Date

11-16-2006

UMMS Affiliation

Graduate School of Biomedical Sciences, Department of Biochemistry

Document Type

Dissertation, Doctoral

Subjects

Hedgehog Proteins; Drosophila melanogaster; Drosophila Proteins; Cholesterol; Body Patterning; Embryonic and Fetal Development; Academic Dissertations

Disciplines

Life Sciences | Medicine and Health Sciences

Abstract

The Hedgehog (Hh) family of proteins are secreted growth factors that play an essential role in the embryonic development of all organisms and the main components in the pathway are conserved from insects to humans. These proteins affect patterning and morphogenesis of multiple tissues. Therefore, mutations in the Hh pathway can result in a wide range of developmental defects and oncogenic diseases. Because the main components in the pathway are conserved from insects to humans, Drosophila has been shown to provide a genetically tractable system to gain insight into the processes that Hh is involved in.

In this study, the roles of Hh cholesterol modification and endocytosis during gradient fonnation are explored in the Drosophila larval wing imaginal disc. To exclude the possibility of looking at a redistribution of preexisting Hh instead of Hh movement, a spatially and temporally regulated system has been developed to induce Hh expression. Functional Hh-GFP with and without the cholesterol-modification was expressed in a wild-type or shi-tsl endocytosis mutant background. The Gal80 system was used to temporally express (pulse) the Hh-GFP transgenes to look at the rate of Hh gradient formation over time and determine whether this process was affected by cholesterol modification and/or endocytosis.
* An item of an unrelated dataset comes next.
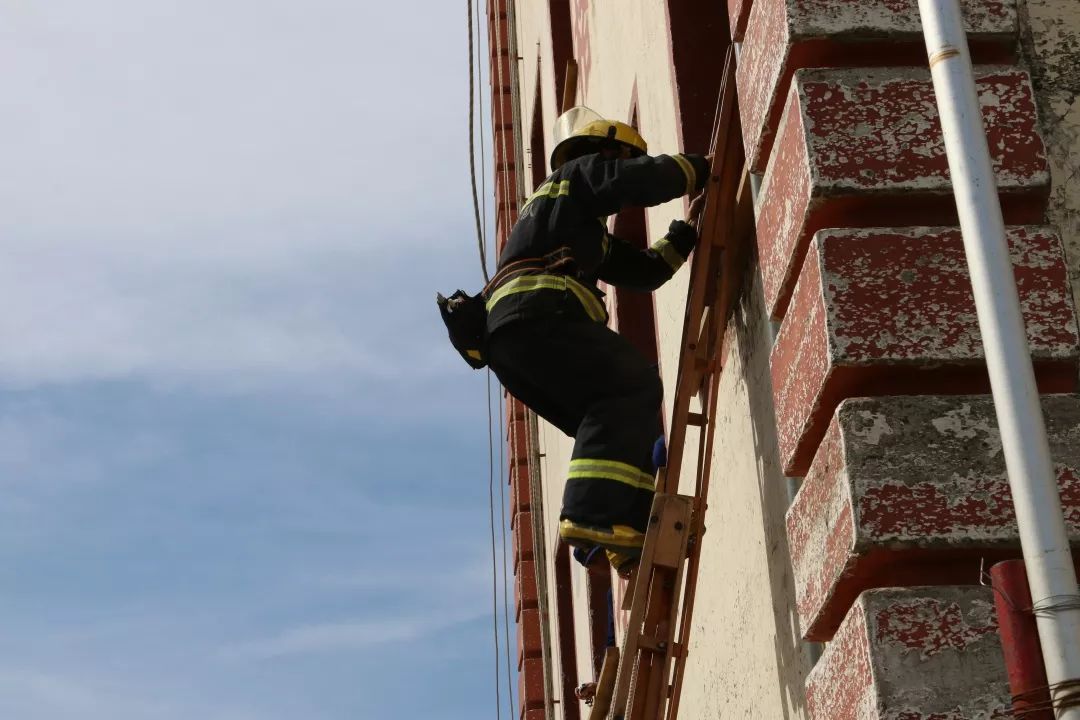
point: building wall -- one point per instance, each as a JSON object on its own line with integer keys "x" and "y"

Hh with and without cholesterol were both largely detected in punctate structures and the spreading of the different forms of Hh was quantified by measuring distances of these particles from the expressing cells. Hh without cholesterol showed a greater range of distribution, but a lower percentage of particles near the source. Loss of endocytosis blocked formation of intracellular Hh particles, but did not dramatically alter its movement to target cells. Staining for Hh, its receptor Ptc and cortical actin revealed that these punctate structures could be classified into four types of Hh containing particles: cytoplasmic with and without Ptc, and cell surface with and without Ptc. Cholesterol is specifically required for the formation of cytoplasmic particles lacking Ptc. While previous studies have shown discrepancies in the localization of Hh following a block in endocytosis, Hh with and without cholesterol is detected at both apical and basolateral surfaces, but not at basal surfaces. In the absence of cholesterol and endocytosis, Hh particles can be observed in the extracellular space.

Through three-dimensional reconstruction and quantitative analysis, this study concludes that the cholesterol modification is required to restrict Hh movement. In addition, the cholesterol modification promotes Ptc-independent internalization. This study also observes that Dynamin-dependent endocytosis is necessary for internalization but does not play an essential role in Hh distribution. The data in this thesis supports the model in which Hh movement occurs via planar diffusion.